Melba Beals
Civil rights activist
One of the "Little Rock Nine" who integrated an all-white high school in Arkansas in 1957, this journalism grad, pictured left, is now chair of Dominican University's Communications Department. Her awards include the Congressional Gold Medal and the Robert F. Kennedy Book Award for Excellence in Writing.

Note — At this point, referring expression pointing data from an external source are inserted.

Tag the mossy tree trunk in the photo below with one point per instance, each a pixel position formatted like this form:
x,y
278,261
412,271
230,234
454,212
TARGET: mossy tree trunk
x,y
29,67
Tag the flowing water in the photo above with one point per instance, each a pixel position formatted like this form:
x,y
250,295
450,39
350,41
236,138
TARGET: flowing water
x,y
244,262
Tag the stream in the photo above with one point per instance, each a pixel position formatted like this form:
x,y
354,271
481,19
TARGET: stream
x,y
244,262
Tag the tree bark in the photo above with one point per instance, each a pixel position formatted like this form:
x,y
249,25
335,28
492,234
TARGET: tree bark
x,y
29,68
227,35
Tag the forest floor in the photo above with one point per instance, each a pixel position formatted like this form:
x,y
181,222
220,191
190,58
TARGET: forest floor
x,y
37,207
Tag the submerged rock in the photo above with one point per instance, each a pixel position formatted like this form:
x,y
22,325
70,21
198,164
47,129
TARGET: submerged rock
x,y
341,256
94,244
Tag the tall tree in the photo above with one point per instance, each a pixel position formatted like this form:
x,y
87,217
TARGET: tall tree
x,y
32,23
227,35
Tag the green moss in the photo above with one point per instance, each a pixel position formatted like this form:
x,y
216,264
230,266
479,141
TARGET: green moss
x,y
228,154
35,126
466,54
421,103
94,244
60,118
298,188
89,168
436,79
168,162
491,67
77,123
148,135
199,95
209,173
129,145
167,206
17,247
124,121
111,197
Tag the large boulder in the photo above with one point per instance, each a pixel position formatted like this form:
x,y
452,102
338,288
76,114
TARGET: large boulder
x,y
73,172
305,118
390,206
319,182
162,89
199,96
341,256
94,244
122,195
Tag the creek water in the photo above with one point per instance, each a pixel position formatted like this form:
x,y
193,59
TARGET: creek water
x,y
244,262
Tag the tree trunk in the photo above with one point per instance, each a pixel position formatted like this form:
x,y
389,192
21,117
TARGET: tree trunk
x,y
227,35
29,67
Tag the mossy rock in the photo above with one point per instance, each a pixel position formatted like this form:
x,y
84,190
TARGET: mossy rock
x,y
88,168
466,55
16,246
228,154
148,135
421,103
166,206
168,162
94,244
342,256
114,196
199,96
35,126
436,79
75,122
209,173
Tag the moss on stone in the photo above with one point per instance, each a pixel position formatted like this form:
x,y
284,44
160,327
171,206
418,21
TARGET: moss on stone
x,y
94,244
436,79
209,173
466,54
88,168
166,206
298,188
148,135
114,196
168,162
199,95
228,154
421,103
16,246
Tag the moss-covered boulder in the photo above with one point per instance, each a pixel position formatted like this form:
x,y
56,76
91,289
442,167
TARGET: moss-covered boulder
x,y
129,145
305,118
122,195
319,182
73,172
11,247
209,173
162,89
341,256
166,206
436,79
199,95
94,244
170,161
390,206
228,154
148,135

Photo courtesy of the Central High Museum Historical Collections/UALR Archives.
Randy Hayes
Environmental pioneer
His masters thesis in environmental planning, a 16 mm film about the desert, won Best Student Film from the Academy of Motion Picture Arts and Sciences and led to Hayes founding the Rainforest Action Network.
Norma Hotaling
Crusader for survivors of abuse, prostitution and trauma
She died in 2008 but her legacy lives on through Standing Against Global Exploitation, an organization she founded as part of her health education coursework at SF State.
Ralf Hotchkiss
Disability activist
He used his $260,000 McArthur Foundation "genius" grant to start an SF State group that would become Whirlwind Wheelchair International, which helps people in developing countries build their own wheelchairs.
Cleve Jones
AIDS activist
The founder of the AIDS Memorial Quilt was an SF State student when he stitched the first panel of what would become the world's largest, ongoing community arts project.
Wilma Mankiller
American Indian activist
Long before her selection as first woman chief of the Cherokee Nation in 1985, she was an SF State student who participated in the Native American occupation of Alcatraz Island.
Joseph Marshall
Youth advocate
This MacArthur "genius grant" recipient has been called the "Repo Man" for his remarkable ability to turn around the lives of teens in trouble with drugs and gangs.
Jerry Nims
Religious activist
Jerry Falwell's successor as head of the Moral Majority turned toward conservatism after reading Marx and Lenin as an SF State student in the '60s.
Mario Savio
Free speech activist
Though most closely associated with the Free Speech Movement at UC Berkeley, his alma mater is SF State, from which he graduated with highest honors in 1984.
Mu Sochua
Member of Cambodian Parliament, human rights advocate
Her efforts against sex trafficking won her a Nobel Peace Prize nomination and a Human Rights Global Leadership Award from Vital Voices Global Partnership in 2005.